The king bowed his head, and for a long time said nothing.
Shukadeva came to rest here.
Parikshit stayed silent a long time. Then he said, “Bhagavan, what Narada said to Prachinabarhi, it is as if it were said to me. This city, these nine gates, this companion called intelligence, these children who keep multiplying like desires: all my life I called these things ‘I’.”
“And Chandavega came year after year,” the king said slowly, “but I never counted the cracking bricks in the walls. Until now, at the name of Takshaka, I felt that death stood outside my city. Today I understand it was seated within, from the very first day.”
Compassion rose in Shukadeva’s eyes.
“Rajan, the city was always going to be taken; every Puranjana loses his. The deepest wound Puranjana took was this, that to the very end he went on believing himself to be the city, and so he sank along with it. The one who sits within and watches it all, his city may fall, he does not fall.”

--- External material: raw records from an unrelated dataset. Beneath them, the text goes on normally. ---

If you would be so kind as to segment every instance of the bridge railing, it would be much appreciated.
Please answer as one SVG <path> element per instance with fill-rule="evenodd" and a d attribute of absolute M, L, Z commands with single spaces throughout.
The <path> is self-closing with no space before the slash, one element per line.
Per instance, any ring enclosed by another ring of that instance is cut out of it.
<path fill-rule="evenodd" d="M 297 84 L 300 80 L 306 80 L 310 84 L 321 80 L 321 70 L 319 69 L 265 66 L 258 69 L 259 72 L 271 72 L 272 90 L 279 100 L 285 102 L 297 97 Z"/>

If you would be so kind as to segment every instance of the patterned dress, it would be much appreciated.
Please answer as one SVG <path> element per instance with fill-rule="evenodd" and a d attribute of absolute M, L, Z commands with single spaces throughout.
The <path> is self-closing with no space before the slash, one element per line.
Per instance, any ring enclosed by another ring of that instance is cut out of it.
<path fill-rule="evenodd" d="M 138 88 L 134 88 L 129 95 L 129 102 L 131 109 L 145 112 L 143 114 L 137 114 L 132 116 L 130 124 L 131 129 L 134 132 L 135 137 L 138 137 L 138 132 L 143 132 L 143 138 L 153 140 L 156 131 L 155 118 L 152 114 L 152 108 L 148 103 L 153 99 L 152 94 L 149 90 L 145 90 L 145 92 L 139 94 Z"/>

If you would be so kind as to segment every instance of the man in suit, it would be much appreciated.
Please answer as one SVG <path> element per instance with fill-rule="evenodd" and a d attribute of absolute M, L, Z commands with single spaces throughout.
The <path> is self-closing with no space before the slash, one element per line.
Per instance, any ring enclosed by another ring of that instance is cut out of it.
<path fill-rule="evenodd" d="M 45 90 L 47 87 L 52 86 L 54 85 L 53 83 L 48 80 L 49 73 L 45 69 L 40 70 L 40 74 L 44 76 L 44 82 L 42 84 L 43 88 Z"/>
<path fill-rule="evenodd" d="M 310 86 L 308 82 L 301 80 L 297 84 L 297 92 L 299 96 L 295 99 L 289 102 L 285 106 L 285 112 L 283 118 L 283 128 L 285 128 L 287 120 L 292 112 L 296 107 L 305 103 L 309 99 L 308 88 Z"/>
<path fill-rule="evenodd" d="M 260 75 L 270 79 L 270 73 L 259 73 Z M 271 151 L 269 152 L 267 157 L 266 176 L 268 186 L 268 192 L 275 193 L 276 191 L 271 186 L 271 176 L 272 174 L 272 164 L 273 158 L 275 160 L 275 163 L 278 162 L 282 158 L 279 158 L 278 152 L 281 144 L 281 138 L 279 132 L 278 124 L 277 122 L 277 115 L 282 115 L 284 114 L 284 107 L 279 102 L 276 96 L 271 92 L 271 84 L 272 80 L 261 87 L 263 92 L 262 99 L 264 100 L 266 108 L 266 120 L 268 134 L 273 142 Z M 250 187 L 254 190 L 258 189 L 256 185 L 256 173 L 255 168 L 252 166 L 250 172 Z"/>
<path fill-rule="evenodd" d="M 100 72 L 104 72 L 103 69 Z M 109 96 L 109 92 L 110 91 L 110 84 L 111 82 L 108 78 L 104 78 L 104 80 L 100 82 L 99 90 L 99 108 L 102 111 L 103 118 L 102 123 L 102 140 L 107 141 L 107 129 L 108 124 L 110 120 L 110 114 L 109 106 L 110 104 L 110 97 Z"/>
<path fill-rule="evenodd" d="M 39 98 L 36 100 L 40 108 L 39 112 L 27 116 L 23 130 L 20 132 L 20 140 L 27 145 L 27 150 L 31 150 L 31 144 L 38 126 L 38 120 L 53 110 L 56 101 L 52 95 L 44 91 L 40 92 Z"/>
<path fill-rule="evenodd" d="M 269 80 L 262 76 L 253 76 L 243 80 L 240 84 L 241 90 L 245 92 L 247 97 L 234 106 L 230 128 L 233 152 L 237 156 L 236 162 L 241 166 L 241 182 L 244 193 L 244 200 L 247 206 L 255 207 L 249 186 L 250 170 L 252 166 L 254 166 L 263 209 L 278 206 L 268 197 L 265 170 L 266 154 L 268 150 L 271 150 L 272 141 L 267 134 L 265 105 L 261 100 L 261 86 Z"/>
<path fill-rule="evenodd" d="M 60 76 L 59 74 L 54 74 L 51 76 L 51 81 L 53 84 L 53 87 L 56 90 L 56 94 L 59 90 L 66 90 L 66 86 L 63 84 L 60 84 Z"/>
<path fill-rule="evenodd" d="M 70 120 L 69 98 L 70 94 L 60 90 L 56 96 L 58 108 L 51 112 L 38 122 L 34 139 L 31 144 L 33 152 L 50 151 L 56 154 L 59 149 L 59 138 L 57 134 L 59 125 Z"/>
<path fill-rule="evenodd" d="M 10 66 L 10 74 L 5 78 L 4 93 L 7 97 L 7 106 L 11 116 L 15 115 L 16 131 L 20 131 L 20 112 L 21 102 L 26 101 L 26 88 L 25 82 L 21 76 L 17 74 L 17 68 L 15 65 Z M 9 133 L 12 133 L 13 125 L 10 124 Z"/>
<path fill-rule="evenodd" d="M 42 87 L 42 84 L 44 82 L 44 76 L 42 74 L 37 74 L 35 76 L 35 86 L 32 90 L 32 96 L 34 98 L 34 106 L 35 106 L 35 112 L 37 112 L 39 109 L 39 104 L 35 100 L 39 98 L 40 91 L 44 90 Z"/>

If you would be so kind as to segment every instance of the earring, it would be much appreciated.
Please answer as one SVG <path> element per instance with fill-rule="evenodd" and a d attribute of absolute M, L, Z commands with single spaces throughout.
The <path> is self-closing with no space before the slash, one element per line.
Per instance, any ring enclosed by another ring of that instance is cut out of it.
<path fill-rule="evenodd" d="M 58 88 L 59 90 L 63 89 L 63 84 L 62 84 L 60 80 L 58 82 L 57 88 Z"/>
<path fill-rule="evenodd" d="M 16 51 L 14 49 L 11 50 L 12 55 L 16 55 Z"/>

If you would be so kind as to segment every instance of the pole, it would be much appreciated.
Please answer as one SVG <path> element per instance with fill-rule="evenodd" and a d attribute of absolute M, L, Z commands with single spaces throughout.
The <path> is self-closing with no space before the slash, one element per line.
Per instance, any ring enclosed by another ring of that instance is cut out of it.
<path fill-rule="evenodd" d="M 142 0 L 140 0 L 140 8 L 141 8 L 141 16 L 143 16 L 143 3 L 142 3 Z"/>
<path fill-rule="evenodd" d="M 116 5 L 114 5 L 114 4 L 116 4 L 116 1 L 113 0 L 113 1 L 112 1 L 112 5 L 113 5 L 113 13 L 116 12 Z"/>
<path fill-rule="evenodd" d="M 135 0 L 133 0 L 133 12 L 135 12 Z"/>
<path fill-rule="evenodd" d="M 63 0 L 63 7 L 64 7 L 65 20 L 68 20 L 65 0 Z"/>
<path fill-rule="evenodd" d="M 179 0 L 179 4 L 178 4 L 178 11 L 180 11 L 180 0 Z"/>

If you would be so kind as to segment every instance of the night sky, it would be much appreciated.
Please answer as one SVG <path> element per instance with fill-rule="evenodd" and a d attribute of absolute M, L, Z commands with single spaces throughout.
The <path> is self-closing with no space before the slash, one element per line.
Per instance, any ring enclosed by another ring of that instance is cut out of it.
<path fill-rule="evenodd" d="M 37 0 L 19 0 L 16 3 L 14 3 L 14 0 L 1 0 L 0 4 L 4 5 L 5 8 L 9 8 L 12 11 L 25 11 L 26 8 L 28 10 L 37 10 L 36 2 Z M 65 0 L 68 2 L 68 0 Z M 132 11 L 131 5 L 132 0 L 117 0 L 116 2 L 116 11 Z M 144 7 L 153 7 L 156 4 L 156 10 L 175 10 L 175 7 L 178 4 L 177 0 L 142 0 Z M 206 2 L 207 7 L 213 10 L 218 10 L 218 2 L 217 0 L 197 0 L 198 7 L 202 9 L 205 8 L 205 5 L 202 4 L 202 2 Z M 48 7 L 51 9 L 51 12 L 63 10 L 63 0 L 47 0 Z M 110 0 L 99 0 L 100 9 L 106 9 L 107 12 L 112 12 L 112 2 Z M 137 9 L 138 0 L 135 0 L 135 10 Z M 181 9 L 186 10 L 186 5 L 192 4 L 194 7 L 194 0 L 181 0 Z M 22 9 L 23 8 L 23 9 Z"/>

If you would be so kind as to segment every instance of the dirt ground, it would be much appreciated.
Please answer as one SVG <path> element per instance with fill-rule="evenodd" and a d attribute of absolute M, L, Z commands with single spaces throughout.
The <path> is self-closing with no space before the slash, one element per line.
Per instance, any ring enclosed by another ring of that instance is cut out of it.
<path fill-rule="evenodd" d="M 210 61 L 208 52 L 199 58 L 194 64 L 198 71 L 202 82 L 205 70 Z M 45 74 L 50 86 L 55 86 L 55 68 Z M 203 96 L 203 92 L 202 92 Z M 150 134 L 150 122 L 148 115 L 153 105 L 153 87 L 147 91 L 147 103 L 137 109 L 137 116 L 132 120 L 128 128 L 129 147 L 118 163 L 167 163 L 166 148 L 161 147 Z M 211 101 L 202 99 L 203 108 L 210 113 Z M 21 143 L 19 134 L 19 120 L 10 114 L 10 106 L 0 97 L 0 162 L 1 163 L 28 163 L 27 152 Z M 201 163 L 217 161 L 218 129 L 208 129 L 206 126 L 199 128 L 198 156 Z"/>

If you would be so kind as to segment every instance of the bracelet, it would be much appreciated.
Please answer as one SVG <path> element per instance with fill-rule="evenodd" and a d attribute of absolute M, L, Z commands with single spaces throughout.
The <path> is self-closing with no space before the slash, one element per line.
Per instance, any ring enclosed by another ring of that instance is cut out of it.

Parikshit drew a long breath, and some weight seemed to lift from his face.
Literary context
This allegory of Puranjana runs through the fourth Skandha of the Shrimad Bhagavata, chapters 25 to 29, where Devarshi Narada unfolds it for King Prachinabarhi, and Maitreya later repeats the whole exchange to Vidura. Puranjana is the jiva, the embodied soul; the city of nine gates is the body; Puranjani is the intelligence, the buddhi; the five-hooded serpent is the fivefold prana; the friend Avijnata, never once recognized, is the Paramatma; Chandavega is time; and Kalakanya is old age, Jara. The whole decoding turns on a single word, sakshi, the witness: the soul that wakes to itself as the watcher seated within is the one Time cannot carry off, however surely Time takes the city. The story closes on the image of two swans on Lake Manasa who are secretly one, the soul and the Lord, which is why the Bhagavata gives itself the name Paramahamsa Samhita, the book of the supreme swans. The same method, reading the atman through the figure of the body, returns in the chariot allegory of the Katha Upanishad.
Why this katha matters now
Puranjana set himself up as master of a city and forgot that one day the city would slip from him. Year after year time ate at his walls, and he never kept count. To anyone who still takes their work, their house, their body to be ‘I’, this allegory puts a single question: who is the one seated inside, watching?